Joseph James DeAngelo was described Wednesday as an odd but decent neighbor in the Sacramento suburb of Citrus Heights. Neighbors said he mostly kept to himself, but was quick to anger and could often be heard loudly cussing in frustration over a landscaping issue or other minor annoyance.
“You can tell he’s a very meticulous person,” said neighbor Kevin Tapia. “His house is always perfectly painted. His grass is always cut. He gets down around all the rocks on his lawn and is cutting to make sure it’s just perfect.”
Another neighbor, Natalia Bedes-Correnti, said DeAngelo appeared to be a “nice old grandpa” but he cursed loudly and often over misplaced car keys and the like. She said one of DeAngelo’s adult daughters and a granddaughter lived with him in the neighborhood where children ride their bikes home from school.
“He liked the F word a lot,” Bedes-Correnti said.
His history also shows a seemingly ordinary life for the man police are now linking to crimes committed by the suspect variously known as the Golden State Killer, the East Area Rapist and the Original Night Stalker. Investigators towed away two cars, a Volvo and a Toyota along with a fishing boat DeAngelo kept in his three-car garage. Neighbors also said he owned a motorcycle.
Neighbor Barbara Wammer, 73, said DeAngelo built model airplanes that can be flown by remote control in the home he owned since 1983. She described him as a typical neighbor who was often outside working on his lawn. “There was no reason to be suspicious,” she said.
DeAngelo graduated from nearby Folsom High School in 1964 and joined the U.S. Navy.
A local newspaper in 1967 reported that DeAngelo served aboard the cruiser USS Canberra as a repairman off the coast of North Vietnam.
After returning home he enrolled in a nearby community college and then transferred to California State University, Sacramento, where he graduated in 1972 with a bachelor of science degree in criminal justice, school spokeswoman Anita Fitzhugh said.
Soon he landed a job as a police officer in the small Central Valley city of Exeter, 45 miles (72 kilometers) south of Fresno, where he served from 1973 to 1976, “around the time of the Visalia Ransacker cases,” another name affiliated with the same attacker, Sacramento Sheriff Scott Jones said.
He married a Citrus Heights woman seven years his junior in 1973, according to a marriage notice in the Auburn Journal.
In 1976, DeAngelo took a job with the Auburn Police Department about 30 miles (48 kilometers) north of Sacramento.

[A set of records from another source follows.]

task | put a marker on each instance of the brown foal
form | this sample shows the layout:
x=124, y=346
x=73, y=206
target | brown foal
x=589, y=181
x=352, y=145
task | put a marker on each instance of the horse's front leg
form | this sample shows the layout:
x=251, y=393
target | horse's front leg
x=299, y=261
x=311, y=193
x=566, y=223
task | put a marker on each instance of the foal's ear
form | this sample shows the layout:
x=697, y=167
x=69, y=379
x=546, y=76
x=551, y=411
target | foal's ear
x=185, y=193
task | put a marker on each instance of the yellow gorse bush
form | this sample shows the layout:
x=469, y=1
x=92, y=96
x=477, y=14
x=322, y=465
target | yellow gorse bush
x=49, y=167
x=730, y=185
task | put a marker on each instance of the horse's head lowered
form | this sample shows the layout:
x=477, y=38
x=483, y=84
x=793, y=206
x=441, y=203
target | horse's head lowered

“Very often serial killers are very interested in police work, they tend to have an obsession with it and they tend to study it,” said Scott Bonn, a criminologist and author of “Why We Love Serial Killers” and other similar books.
The Auburn Journal in June 1979 published a photo of DeAngelo in uniform preparing for the annual “Fuzz Ball” fundraising baseball game.
A few months later the department fired him after he was caught shoplifting a hammer and dog repellent.